# WigWag (Headlight Flasher) Installation



## UALvolar (Jan 7, 2005)

Hi there, 

I am a volunteer firefighter with a 1994 Altima GXE, and am trying to install a Wig-Wag module in my car. I need help figuring out where the headlight wires that I need to tap into are located. I've spent a long time under the hood and the D/S knee panel trying the find the damned things. Also, if anyone knows a good place to go through the firewall, that would be helpful.

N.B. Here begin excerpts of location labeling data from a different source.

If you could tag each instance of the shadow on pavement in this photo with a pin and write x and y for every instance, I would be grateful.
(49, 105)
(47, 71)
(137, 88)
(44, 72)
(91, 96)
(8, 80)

FYI, it is a Galls FS001 flasher. A diagram is available at www.galls.com.

Thanks,

Spencer


----------



## Matt93SE (Sep 17, 2003)

easiest way is to simply tap into the headlight harness right at the socket. there's separate wires for ground, low, and high beams all right there on each bulb. since they're independently relayed and fused on the car already, you can tap in there and you're done.


----------



## KA24Tech (Feb 2, 2004)

First thing if the car is equipped with daytime running lights you should contact them for the correct hookup of the flasher.
I had to change my answer because I was looking at the wrong wiring diagram...
http://www.galls.com/DOCUMENTS/FS001_3-Pattern_Flasher_Positive.pdf
The drivers side high beam wire is red/black and the passenger side is a red/ green wire. The rest of the install I would use the instructions from Galls. 
The harness could go through the rubber grommet on the passenger side towards the bottom of the firewall.
I hope this helps.

Troy


----------